За изгородью и кюветом убегала к вершине почти безлесой сопки широкая тракторная дорога. Впереди, ближе к небу, она казалась рекой — так отражало свет звезд ее обледенелое полотно. Рогожев на мгновение умолк, то ли подбирая нужные слова, то ли привыкая к необычности пейзажа.

— Какая чертовщина? — напомнил Илья Черниченко.

Рогожев уже шагал вперед, скорее размышляя вслух, чем говоря:

— Допустим, ты совершил преступление. Попался. А с тем, кто схватил тебя за руку, случилось несчастье, беда. Ты его из этой беды выручаешь и, конечно, надеешься, что он промолчит, покроет твое шкодничество. Вроде услуги за услугу.

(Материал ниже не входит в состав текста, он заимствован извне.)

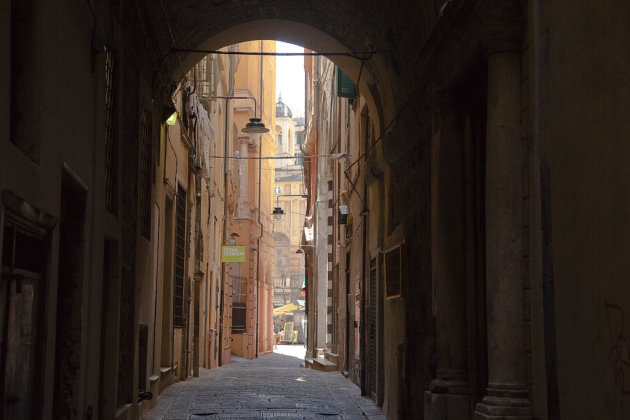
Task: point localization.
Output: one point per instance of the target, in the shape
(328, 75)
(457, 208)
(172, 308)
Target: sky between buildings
(290, 78)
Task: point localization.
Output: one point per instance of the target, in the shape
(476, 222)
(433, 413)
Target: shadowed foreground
(272, 386)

— Чего-то ты загнул, Паша! — покачал головой Черниченко.

— Подожди! Я не о том, что это правильно, а что Бурмакин, наверное, так рассчитывал. Допускаешь?

— Допускаю.

— Но Канюков не промолчал, верно? Иначе говоря, с точки зрения Бурмакина, поступил подло. И тогда Бурмакин решает, что и он имеет право поступить подло. Тем более…

— Заткнись! — оборвал Черниченко. — Пришли.

Рогожев посмотрел на часы — стрелки, казавшиеся одной, упирались в узкий голубой треугольник напротив заводной головки.

— Самое время. Четвертый час.

Стараясь не громыхать литыми резиновыми сапогами по насту, двинулись в сторону от дороги. Редкие — оставленные во время рубки на семена — нагие лиственницы не заслоняли неба. Обтаявшие выворотни лезли из снега, как фантастические звери из берлог. Возле одного, обставленного валежником, Черниченко сказал:

— Твой.

Тогда Павел понял, что валежник не просто прислонен к выворотню, что это — специально построенное укрытие, шалаш. Скинув ружье и бережно прислонив его к валежнику, он полез внутрь шалаша. Согнувшись в три погибели, кое-как переобулся. Потом умостился поудобнее и, просунув руку между валежником, втянул ружье.

Курить было нельзя, оставалось только слушать тишину да вглядываться в густой сиреневый мрак, похожий на темную воду. Оттого казалось, что у лиственницы вдали, у ближнего выворотня и костлявого остожья размытые, зыблющиеся очертания. Как у предметов на речном дне.